You can see the twilight image I got on the way to location ready for sunrise. The moon was a perfect half moon and was an epic photo against the dark silhouette of the treeline and the deep blue sky.
How to get the perfect sunrise photo.....
With taking Sunrise or Sunset Landscape photos you need to be really careful not to blow out the highlights and at the same time not to have your shadows too dark. With some of the modern cameras, they have some very good dynamic range which can handle quite a lot of this and you can recover a lot of the shadows in post with lightroom or photoshop are some examples of photo editing software. I use a Sony A7 Mirrorless camera which has a full frame sensor as oppose to a crop sensor. Full Frame sensors can keep much more detail in the shadows and have much better dynamic range so if you can get a full frame sensor then these work really well for sunset and sunrise landscape photography.
To get all the image in focus from the foreground to the background and to keep all the exposure throughout the image I generally take a least two exposures of the same image. I take an exposure for the sky which will hold all the detail of the colours in the sky from the sun and then an exposure for the ground. When you take the photo for the sky, you will generally have a very dark foreground. The exposure for the foreground will then blow out the sky. Provided you have focused well in both images, then when you blend the two images together to get the perfectly exposed sky together with the perfectly exposed foreground all will be in focus too. Sometime you will need to take more than two images to get everything in focus and then focus stack your images in photoshop or lightroom. This does depend on the lens you are using to take the landscape photo and the camera that you are used to.

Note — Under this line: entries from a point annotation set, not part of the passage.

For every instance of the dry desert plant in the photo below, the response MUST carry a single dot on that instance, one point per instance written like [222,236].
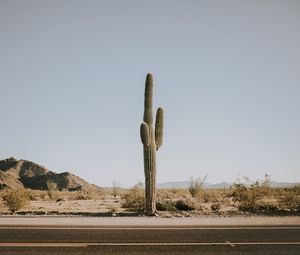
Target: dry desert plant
[152,140]
[16,199]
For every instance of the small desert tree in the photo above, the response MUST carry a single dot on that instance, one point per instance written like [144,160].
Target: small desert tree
[196,185]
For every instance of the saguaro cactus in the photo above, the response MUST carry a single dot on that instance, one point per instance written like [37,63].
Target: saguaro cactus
[152,138]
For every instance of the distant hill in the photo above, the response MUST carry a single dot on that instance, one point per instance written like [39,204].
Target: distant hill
[185,185]
[26,174]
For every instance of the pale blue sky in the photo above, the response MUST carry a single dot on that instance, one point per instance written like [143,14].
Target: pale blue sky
[227,74]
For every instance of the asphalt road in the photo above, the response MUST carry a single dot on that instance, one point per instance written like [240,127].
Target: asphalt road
[150,240]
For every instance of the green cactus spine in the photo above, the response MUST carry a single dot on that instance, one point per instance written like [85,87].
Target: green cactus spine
[152,139]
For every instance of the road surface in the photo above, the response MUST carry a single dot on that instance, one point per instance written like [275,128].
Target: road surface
[168,239]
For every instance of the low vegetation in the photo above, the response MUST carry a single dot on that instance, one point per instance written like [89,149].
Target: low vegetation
[16,199]
[247,197]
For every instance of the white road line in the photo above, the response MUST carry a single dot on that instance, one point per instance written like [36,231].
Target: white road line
[140,244]
[146,228]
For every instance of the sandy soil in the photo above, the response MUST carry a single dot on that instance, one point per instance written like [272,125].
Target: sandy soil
[147,221]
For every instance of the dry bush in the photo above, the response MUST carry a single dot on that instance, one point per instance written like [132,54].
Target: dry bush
[16,199]
[186,205]
[36,195]
[195,186]
[289,198]
[165,205]
[251,196]
[134,200]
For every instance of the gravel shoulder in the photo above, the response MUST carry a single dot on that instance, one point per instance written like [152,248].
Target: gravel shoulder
[147,221]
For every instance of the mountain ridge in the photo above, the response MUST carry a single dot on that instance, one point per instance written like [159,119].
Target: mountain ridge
[27,174]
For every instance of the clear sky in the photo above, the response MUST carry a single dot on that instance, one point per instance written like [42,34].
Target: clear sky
[227,74]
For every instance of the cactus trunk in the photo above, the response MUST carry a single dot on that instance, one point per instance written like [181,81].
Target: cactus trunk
[152,140]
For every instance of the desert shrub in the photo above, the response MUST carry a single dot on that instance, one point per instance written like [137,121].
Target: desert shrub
[84,195]
[289,198]
[251,195]
[195,185]
[16,199]
[52,190]
[165,205]
[216,206]
[185,205]
[113,208]
[134,200]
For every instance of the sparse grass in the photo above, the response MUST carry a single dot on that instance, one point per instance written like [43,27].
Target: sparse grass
[252,197]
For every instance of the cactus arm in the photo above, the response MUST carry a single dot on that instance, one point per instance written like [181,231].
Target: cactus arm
[159,125]
[148,114]
[144,131]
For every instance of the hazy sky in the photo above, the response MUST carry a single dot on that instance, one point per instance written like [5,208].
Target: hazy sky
[227,74]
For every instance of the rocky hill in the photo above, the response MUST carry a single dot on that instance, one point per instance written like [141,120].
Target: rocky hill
[26,174]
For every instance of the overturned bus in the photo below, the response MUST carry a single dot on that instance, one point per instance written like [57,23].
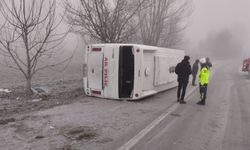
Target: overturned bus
[129,71]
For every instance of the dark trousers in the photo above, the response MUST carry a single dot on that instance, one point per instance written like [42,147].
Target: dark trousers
[194,78]
[181,90]
[203,92]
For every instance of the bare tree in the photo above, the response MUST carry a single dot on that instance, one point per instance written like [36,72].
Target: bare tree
[102,20]
[29,36]
[161,22]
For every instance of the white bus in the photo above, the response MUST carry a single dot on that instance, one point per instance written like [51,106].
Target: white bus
[129,71]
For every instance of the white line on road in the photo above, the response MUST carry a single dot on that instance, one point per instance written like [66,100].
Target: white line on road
[142,133]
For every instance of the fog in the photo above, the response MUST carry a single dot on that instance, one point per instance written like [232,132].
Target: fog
[218,27]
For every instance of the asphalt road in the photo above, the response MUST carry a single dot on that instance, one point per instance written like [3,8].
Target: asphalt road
[222,124]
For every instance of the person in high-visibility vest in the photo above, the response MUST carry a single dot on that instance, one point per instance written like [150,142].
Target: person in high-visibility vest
[203,83]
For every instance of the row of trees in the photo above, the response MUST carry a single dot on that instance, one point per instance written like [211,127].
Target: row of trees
[29,34]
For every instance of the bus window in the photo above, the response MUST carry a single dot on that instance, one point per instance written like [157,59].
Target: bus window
[126,71]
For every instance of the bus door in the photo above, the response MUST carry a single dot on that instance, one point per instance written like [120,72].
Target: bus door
[95,63]
[126,71]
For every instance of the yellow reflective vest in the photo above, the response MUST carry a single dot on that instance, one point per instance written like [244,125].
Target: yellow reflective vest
[203,76]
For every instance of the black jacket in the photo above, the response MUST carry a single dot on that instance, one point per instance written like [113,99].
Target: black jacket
[183,70]
[195,68]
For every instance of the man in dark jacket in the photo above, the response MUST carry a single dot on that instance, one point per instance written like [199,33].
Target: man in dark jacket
[195,69]
[183,70]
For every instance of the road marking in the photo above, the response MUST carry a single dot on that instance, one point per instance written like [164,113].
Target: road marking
[146,130]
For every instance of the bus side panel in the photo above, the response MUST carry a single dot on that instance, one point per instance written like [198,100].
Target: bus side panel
[148,70]
[95,70]
[162,74]
[110,71]
[138,72]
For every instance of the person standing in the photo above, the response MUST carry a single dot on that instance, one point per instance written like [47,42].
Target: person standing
[208,63]
[183,70]
[203,83]
[195,69]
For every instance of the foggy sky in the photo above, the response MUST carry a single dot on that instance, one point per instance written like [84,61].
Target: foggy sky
[214,15]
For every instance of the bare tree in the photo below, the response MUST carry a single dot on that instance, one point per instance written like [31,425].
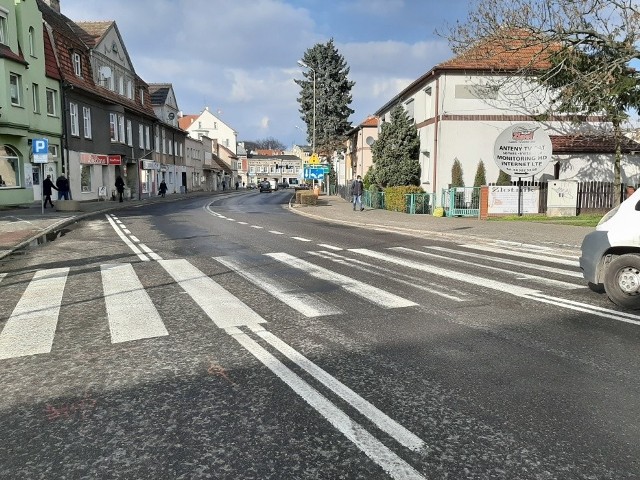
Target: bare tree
[578,51]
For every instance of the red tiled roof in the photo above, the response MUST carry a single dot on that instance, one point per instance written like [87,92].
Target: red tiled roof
[186,120]
[590,144]
[6,52]
[92,32]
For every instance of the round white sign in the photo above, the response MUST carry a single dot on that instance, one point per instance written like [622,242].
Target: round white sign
[522,150]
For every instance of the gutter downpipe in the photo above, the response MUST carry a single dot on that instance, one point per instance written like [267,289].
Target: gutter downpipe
[435,137]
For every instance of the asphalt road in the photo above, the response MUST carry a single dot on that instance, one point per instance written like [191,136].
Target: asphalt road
[230,338]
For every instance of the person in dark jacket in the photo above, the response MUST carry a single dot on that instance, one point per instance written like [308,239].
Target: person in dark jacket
[357,189]
[47,190]
[62,185]
[120,187]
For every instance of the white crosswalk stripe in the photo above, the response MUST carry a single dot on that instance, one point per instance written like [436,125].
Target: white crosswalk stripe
[131,313]
[32,325]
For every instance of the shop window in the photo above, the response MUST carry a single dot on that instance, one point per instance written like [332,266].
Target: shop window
[9,167]
[85,178]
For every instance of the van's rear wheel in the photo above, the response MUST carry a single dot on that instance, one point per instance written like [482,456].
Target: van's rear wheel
[622,281]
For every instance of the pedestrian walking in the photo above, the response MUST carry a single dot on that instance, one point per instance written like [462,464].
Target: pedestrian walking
[47,190]
[357,189]
[62,185]
[120,187]
[163,188]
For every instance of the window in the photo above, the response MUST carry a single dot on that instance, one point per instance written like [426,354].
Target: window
[52,102]
[73,115]
[121,137]
[15,87]
[10,176]
[86,115]
[85,178]
[77,65]
[35,93]
[113,126]
[3,26]
[32,51]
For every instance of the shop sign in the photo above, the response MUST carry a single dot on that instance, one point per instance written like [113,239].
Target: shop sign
[95,159]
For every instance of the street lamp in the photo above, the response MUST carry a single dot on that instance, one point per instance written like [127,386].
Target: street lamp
[313,136]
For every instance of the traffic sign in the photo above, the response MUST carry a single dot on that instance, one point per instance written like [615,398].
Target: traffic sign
[40,147]
[314,173]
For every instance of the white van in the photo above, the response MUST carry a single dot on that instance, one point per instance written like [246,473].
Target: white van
[610,259]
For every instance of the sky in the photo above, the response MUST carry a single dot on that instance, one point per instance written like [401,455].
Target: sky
[239,57]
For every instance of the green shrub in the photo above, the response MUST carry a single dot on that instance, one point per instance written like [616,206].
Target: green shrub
[395,199]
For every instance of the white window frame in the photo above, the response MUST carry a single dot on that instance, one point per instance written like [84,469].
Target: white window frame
[77,64]
[73,119]
[52,102]
[4,33]
[86,116]
[129,133]
[35,94]
[15,84]
[30,39]
[113,124]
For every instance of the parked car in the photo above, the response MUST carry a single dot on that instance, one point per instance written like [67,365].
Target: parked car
[265,186]
[610,258]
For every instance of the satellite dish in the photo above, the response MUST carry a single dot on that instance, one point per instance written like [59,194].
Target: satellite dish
[105,72]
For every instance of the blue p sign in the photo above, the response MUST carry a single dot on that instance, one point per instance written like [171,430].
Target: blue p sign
[40,146]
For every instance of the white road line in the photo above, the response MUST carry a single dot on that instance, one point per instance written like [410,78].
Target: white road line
[372,447]
[361,289]
[519,274]
[295,297]
[130,311]
[32,325]
[222,307]
[389,274]
[521,292]
[330,247]
[126,240]
[533,256]
[516,263]
[381,420]
[150,252]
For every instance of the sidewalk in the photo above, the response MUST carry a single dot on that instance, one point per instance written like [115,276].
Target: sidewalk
[460,229]
[21,226]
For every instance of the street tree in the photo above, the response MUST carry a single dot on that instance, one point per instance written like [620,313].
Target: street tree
[579,51]
[332,96]
[396,152]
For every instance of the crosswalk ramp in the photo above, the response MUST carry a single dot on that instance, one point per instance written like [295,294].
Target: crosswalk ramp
[132,314]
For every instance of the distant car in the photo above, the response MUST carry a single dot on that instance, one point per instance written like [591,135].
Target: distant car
[265,186]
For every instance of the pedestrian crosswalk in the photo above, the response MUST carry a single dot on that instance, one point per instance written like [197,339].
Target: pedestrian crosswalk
[413,278]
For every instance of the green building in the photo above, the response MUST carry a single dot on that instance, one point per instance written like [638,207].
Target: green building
[30,106]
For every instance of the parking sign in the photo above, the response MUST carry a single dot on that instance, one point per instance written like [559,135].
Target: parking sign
[40,148]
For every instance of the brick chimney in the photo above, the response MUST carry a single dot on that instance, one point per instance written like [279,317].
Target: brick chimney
[54,4]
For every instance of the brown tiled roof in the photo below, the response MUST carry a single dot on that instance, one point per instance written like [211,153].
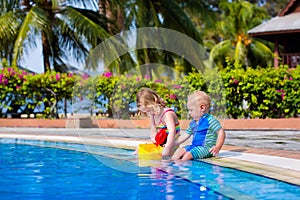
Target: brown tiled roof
[285,24]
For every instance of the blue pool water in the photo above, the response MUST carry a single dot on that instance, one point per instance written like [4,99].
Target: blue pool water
[36,170]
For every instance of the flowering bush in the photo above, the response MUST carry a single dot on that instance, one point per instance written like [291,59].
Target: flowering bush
[22,92]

With all Landscape Photography, it is important that you have your camera in manual focus. This means that you can focus the camera manually onto the point in the image that you want in focus. With wide angle camera lens, such as 14mm all the way to maybe 24mm you will generally have to take a few exposures at different focal points to then blend in photoshop to create one overall image that is all in focus and is exposed perfectly.
You will need to have your camera on a tri-pod pretty much for all landscape photography. This keeps your camera steady and in the same position for when you are doing multiple exposures. When you are doing multiple exposures, it is important that each image is the same so that you can blend the images in lightroom or photoshop in post easier and without cropping your landscape image too much. It also works well when you are taking multiple focal points.